First of all, that’s a long title. It was also a large role. In 2012 I started working on PlayRank, a mobile social sports app that looks like just a simple iOS app, but really ended up being a high-quality client for a brand-new social network (in only 6 months). I learned a lot leading the engineering side of things, and here are notes I made right after shipping it in January of 2013 (with recent editing and clean-up). They aren’t really mobile-app-specific, but could be applied to rapid development of something in a distributed team environment.

  1. Be as available as possible
    1. People will be online at different times
    2. Be as clear about your availability as possible
    3. Potentially shift your availability to align with others
    4. Have a backup option – for example email, other asynchronous forms of communication
  2. Collaborate across different mediums
    1. Chat, voice chat, email, bug/task tracker, GDrive/documents
    2. Annotated screenshots
    3. Use a common platform, even if you dislike it
      1. No room for ego in lean/rapid/team development, it will cost you the project
    4. Keep track of the various group chats there will be, to make sure you are aware of what is going on, can address problems and questions as soon as possible, clarify or ask for clarification for ill-defined things
  3. Think ahead for setup/questions
    1. Try to ask questions and identify issues far ahead of time
    2. Availability windows may not align, or may be narrow for some teammates
    3. Generally a good rule to follow with remote communications, like web hosts, etc
  4. Be extremely disciplined
    1. Keep everything in version control
    2. (Ideally) Document everything (with GDrive it’s really hard to find an excuse not to do this)

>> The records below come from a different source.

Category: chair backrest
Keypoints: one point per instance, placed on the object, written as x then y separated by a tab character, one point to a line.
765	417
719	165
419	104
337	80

    3. Write useful change-list descriptions (“fixed stuff”, “thing improvements”, “updates to blah” ARE NOT USEFUL)
      1. Very useful for looking back (YOU WILL DO THIS)
      2. Include fixed bug numbers, but also include their titles! Who wants to look up a bug manually when most of the time the title provides enough information?
    4. Commit often
      1. Get the bare minimum of a task done, commit it. Keep working, commit again. Don’t break the build (do I really need to say that? Test your changes before putting them in!), but don’t wait until something is 100% fully complete before committing anything at all.
      2. This helps me keep my mind clear when programming, so I can only worry about ‘the current differences between the repo and my local copy’
      3. When working with others, it gives them an idea of where you are going
        1. Also in what area of the app you are working, so you both can avoid too many conflicts
    5. Keep your task/bug tracker up to date
      1. Some developers don’t like them, but you have to embrace them
        1. If you need more information or help, ASK
      2. Producers will love you for this
    6. Write detailed build notes
      1. Useful for looking back
      2. Useful to communicate progress to the rest of the team
        1. Progress is being made, assets are being integrated
      3. Producers will love you for it
    7. Check your diffs before you commit
      1. You’ll find leftover test code, unintended for checkin changes
  5. Demonstrate leadership
    1. Ask how people are doing
    2. Clearly communicate the progress of what you are responsible for (see disciplined list)
    3. Listen and provide feedback upon request from teammates
    4. Be extremely disciplined (see section 4 of this list) – as a lead you need to demonstrate and embody this
    5. Be prepared to take on unfinished, unassigned, or unexpected tasks
      1. But be equally attentive for opportunities to delegate
    6. Be clear about the required tools
      1. Some teammates may be resistant, but they should be using the proper tools to address the problems at hand
    7. Get familiar with your target market, use similar products to see how they work
      1. Do experiments
      2. I was guilty of not doing enough of this, instead I thought I could ask teammates that do use the target market products questions about how they work – it’s much better just to make dummy accounts and research yourself

Many of these lessons apply to non-distributed teams, to non-developers, are generally good things to do, etc. But they all stuck out to me from this experience. I hope that maybe there is something on this list that helps you, and if you have any comments or questions about any of them please let me know.